The description given in the Ann Arbor Film Festival directory for the experimental Spanish film “RONCO RUMOR REMOTO / ROUGH REMOTE RUMBLE” is not very descriptive. It reads: “A stone falls from a wall, rolls down to the ground, and suddenly stops. At that moment, a cloud with a very similar shape passes over.” There is no more. There won’t be any more. There is nothing more to say, at least from the filmmakers.
The 74-minute, dialogue-less feature does more by saying nothing at all; it is a film that finds curiosity in fairly mundane actions, without relying on any pomp or circumstance to create situations that seem truly at odds with normal expectations of everyday life. “RONCO” follows a man’s quest to recreate the shape of a rock he found in an old ruinous house out of the remnants of a larger ruinous village. It seems to deal thematically with the presence of patterns in nature, displaying on-screen the beauty that comes in tandem with a mathematically created universe. Not unlike how a cluster of neurons in the brain may resemble a cluster of galaxies across the universe, the fundamental pieces of this film are fractals — smaller, secular buds of some common stem.
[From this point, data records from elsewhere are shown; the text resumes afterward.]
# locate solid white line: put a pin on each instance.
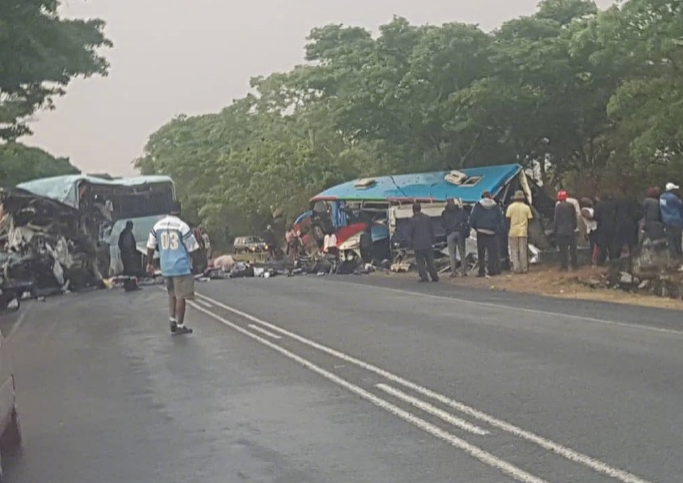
(520, 309)
(545, 443)
(264, 332)
(474, 451)
(433, 410)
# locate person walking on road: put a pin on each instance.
(488, 221)
(565, 231)
(174, 240)
(519, 214)
(456, 224)
(421, 235)
(672, 217)
(605, 214)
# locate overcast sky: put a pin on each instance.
(178, 56)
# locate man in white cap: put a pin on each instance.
(518, 215)
(672, 217)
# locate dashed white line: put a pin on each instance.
(433, 410)
(568, 453)
(474, 451)
(264, 332)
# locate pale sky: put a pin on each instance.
(193, 57)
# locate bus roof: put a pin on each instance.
(65, 188)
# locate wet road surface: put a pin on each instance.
(355, 379)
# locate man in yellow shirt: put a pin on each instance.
(518, 215)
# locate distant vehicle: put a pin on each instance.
(250, 244)
(10, 430)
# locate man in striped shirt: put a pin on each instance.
(174, 240)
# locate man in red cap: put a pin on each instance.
(565, 226)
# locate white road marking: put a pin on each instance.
(474, 451)
(433, 410)
(568, 453)
(264, 332)
(521, 309)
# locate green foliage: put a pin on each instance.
(19, 163)
(39, 55)
(574, 92)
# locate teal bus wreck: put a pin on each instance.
(57, 232)
(380, 206)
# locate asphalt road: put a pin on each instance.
(349, 379)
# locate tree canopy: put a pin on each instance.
(588, 99)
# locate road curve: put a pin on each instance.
(356, 379)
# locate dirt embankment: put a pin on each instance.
(550, 282)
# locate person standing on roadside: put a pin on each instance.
(487, 220)
(672, 217)
(175, 241)
(421, 235)
(587, 212)
(565, 231)
(456, 224)
(518, 215)
(651, 226)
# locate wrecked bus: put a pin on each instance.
(55, 231)
(381, 202)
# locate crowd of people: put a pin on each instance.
(612, 226)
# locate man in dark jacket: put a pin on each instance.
(456, 224)
(129, 257)
(565, 225)
(488, 221)
(672, 216)
(606, 215)
(421, 235)
(651, 226)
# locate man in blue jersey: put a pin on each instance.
(175, 241)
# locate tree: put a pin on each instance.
(40, 53)
(20, 163)
(583, 95)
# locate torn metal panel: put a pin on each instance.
(45, 246)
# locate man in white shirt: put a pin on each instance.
(174, 240)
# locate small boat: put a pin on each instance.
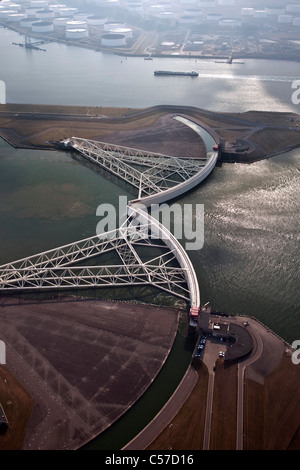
(167, 72)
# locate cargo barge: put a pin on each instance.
(166, 72)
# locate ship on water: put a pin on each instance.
(167, 72)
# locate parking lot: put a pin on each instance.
(209, 349)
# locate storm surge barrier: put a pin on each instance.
(149, 253)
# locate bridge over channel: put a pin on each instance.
(149, 253)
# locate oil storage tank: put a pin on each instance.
(77, 33)
(42, 27)
(113, 40)
(95, 20)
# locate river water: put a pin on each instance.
(249, 262)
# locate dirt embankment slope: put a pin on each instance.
(248, 136)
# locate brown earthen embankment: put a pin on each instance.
(248, 137)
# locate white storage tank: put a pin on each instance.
(260, 14)
(81, 15)
(188, 19)
(60, 21)
(77, 33)
(76, 24)
(5, 13)
(293, 8)
(275, 11)
(194, 11)
(45, 14)
(110, 25)
(207, 3)
(285, 19)
(95, 20)
(127, 32)
(113, 3)
(247, 11)
(27, 22)
(39, 3)
(56, 7)
(188, 2)
(230, 22)
(42, 27)
(156, 9)
(113, 40)
(14, 6)
(15, 17)
(211, 17)
(31, 11)
(68, 11)
(134, 6)
(167, 15)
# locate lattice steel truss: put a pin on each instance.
(158, 175)
(54, 269)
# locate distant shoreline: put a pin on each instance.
(129, 53)
(248, 137)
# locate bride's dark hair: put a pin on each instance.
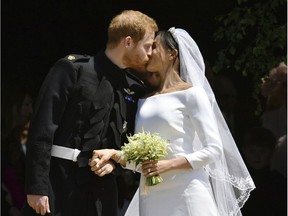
(167, 40)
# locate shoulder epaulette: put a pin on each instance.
(77, 58)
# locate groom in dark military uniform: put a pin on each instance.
(86, 103)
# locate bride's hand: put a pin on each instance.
(101, 157)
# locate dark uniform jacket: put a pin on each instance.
(85, 103)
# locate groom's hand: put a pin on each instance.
(104, 169)
(39, 203)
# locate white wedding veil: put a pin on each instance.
(230, 179)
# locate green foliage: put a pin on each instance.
(255, 40)
(145, 146)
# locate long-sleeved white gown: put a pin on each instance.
(183, 118)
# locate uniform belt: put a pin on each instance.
(65, 153)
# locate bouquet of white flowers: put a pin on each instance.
(145, 146)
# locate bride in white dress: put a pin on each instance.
(203, 173)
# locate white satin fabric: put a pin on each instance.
(192, 121)
(180, 117)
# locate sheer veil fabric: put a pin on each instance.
(230, 179)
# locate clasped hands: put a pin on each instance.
(101, 163)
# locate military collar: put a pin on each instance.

And it really is quite a beautiful film, however trudging, slow, boring, uneventful and quiet it may seem. The black-and-white cinematography collapses the expansive dessert landscape down upon itself, changing the perception of scale and depth within the shots. Because much of the landscape is indistinguishable, it becomes difficult to tell what is being shown on screen; the long dark striations start to look less like the ridges carved in a glacial valley, and more like shadows formed by a small pile of dirt. The camera work is excellent, probably the most individually impressive piece of the film.
There’s not much to say about performances. The three characters portrayed on the screen never share a word, they hardly even interact. The largest moment of expression between any two of them comes at the end, when the protagonist and his companion share a moment of great raucous laughter after pushing a boulder down the side of a small mountain. Their laughter brings them to tears, and as the moment begins to fade to memory, so does the screen to black.